The tribunal heard that Mercouris, who represented himself during the hearing, had worked in the Royal Courts of Justice for 12 years before being called to the bar.

He added that he was diagnosed with depression after a nervous breakdown in 2007 due to caring for his sick grandmother and had been out of work for several months.

Striking him off, panel chairman Crawford Lindsay QC said Mercouris’s “fantasy scheme” was a “sad case”.

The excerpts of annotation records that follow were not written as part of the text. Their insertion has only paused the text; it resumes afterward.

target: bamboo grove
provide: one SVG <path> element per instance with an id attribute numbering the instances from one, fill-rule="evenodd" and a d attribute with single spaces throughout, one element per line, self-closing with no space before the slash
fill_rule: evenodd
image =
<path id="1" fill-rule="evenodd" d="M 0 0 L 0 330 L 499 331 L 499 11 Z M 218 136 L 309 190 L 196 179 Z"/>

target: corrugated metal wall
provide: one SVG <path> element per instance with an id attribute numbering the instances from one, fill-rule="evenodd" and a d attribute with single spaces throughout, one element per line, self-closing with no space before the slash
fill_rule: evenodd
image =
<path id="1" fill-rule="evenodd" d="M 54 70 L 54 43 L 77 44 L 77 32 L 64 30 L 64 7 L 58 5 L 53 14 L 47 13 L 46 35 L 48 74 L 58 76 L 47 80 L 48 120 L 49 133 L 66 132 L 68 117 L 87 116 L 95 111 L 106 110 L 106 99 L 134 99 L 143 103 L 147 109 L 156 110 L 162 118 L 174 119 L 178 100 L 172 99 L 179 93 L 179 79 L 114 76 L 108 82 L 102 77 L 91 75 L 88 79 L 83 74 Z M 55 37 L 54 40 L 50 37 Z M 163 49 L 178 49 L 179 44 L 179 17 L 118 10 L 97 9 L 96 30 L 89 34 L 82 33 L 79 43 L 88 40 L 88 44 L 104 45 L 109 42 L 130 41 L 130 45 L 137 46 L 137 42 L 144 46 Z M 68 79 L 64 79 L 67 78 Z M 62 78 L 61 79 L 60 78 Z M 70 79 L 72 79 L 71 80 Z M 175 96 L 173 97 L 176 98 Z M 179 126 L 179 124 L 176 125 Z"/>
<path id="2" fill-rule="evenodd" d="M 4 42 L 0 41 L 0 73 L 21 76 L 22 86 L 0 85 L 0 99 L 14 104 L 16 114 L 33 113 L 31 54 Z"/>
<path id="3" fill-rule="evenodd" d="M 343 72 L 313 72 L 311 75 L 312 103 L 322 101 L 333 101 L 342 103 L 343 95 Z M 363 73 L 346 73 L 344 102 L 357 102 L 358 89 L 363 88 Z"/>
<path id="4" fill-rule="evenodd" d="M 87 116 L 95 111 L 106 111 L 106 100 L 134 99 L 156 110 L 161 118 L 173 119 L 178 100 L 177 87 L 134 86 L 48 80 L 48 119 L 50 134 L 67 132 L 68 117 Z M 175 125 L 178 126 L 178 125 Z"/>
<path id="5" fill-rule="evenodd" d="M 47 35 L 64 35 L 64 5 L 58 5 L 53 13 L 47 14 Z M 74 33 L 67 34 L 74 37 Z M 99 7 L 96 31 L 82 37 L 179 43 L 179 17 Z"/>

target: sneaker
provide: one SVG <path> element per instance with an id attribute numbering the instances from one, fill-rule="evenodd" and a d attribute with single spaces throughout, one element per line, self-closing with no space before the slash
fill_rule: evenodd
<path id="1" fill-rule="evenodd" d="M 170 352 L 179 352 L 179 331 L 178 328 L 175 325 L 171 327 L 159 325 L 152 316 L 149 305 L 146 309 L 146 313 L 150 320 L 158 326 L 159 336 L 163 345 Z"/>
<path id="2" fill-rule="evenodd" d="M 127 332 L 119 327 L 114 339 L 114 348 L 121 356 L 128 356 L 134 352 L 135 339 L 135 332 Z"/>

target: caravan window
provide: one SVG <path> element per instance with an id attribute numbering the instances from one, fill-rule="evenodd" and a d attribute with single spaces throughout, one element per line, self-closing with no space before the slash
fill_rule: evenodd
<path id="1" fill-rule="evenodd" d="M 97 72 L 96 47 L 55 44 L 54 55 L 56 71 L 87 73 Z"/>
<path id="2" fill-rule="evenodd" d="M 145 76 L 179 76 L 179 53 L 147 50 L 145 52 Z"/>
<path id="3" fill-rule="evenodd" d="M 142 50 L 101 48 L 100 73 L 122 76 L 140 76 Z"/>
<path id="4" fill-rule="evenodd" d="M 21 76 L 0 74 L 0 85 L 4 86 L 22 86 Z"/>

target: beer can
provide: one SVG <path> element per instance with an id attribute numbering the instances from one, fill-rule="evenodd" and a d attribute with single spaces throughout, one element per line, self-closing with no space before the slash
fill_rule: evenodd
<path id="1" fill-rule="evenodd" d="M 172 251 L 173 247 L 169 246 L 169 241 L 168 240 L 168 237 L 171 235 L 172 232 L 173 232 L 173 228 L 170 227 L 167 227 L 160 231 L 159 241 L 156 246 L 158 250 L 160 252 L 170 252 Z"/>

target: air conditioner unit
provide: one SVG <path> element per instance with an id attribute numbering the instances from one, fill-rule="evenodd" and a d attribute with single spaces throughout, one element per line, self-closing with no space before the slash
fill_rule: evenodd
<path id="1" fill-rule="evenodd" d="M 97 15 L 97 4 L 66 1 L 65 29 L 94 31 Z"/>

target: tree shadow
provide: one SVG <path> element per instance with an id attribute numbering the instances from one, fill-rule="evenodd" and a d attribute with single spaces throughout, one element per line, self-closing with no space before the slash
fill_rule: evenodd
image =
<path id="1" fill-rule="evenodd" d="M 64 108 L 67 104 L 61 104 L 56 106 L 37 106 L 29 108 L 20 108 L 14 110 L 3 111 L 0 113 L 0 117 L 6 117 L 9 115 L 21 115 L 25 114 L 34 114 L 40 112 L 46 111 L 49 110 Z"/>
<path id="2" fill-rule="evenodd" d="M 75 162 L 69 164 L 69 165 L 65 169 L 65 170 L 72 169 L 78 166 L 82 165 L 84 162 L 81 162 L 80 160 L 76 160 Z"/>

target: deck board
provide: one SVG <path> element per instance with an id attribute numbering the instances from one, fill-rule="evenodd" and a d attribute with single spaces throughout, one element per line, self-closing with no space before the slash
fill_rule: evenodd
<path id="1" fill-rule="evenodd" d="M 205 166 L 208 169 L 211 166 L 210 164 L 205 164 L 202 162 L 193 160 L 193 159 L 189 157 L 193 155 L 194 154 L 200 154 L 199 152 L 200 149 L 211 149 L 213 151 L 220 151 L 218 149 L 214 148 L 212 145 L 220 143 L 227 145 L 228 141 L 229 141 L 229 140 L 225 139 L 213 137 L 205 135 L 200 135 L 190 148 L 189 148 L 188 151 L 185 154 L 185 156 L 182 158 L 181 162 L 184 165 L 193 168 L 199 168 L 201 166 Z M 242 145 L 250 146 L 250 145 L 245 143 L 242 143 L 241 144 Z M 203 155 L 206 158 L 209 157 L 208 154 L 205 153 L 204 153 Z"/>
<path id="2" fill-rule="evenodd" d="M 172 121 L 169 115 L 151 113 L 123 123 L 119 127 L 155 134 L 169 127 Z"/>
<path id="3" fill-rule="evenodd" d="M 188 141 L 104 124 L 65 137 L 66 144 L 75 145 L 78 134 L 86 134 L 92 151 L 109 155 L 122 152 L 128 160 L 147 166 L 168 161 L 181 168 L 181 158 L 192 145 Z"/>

“These are extremely serious allegations where you deceived the client, involving two distinguished members of the judiciary. You went completely off the rails,” he said.

Speaking after the hearing, Mrs Jamous, of Belgravia, west London, said: "It was very cruel the way he treated us because we put out trust in him as a barrister and he abused that trust.

"He told us that we had been awarded this money, even showing us a letter from Baroness Hale confirming it, so we had no reason to doubt him.

"I borrowed money, went on holiday and was looking at houses because we thought we had £1 million to spend."